Sunday March 10, 13:30 - 14:30


Working with memory in everyday cognition


Robert Logie
(University of Aberdeen, U. K.)



Working memory refers to the capacity for retaining information on a temporary basis, and for manipulating, transforming, and reinterpreting that information during the performance of a wide range of everyday tasks. The multiple component model of working memory has been particularly successful in accounting for many aspects of everyday cognition from immediate verbal and visual memory tasks, through acquisition of vocabulary to mental arithmetic, reasoning and creative thinking. It provides not only an understanding of healthy adult cognition, but also offers insight into the cognitive impairments that arise from some forms of focal brain damage, as well as from brain diseases such as Alzheimer's disease. This paper will provide a broad overview of some of these applications of working memory research, and will then report the results of two lines of experimental research that illustrate how the multiple task working memory model has been particularly fruitful in the study of (a) mental imagery in healthy adults and in brain damaged individuals and (b) dual task performance impairments that arise in the early stages of Alzheimer's disease.

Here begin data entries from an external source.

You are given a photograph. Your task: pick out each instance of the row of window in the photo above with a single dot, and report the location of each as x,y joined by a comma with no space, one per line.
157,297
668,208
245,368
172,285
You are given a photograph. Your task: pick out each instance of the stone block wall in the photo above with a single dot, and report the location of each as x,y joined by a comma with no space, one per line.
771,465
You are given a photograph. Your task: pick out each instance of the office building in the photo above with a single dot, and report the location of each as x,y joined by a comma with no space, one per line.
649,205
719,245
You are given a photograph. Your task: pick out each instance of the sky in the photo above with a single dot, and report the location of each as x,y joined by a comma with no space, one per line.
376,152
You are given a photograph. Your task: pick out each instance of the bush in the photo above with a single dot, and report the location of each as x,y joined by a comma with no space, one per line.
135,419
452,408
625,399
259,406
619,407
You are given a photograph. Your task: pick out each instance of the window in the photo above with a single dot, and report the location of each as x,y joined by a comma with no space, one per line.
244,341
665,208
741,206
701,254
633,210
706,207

Results offer insight into (i) some of the processes of mental discovery and creative thinking, (ii) the possibility that perception and mental imagery are rather more distinct than has been assumed hitherto (iii) some of the cognitive difficulties that brain damaged individuals might encounter in daily life with advice for carers, (iv) non-invasive methods for detecting and monitoring the impact of some forms of brain damage, (v) further theoretical development in the area of on-line cognition.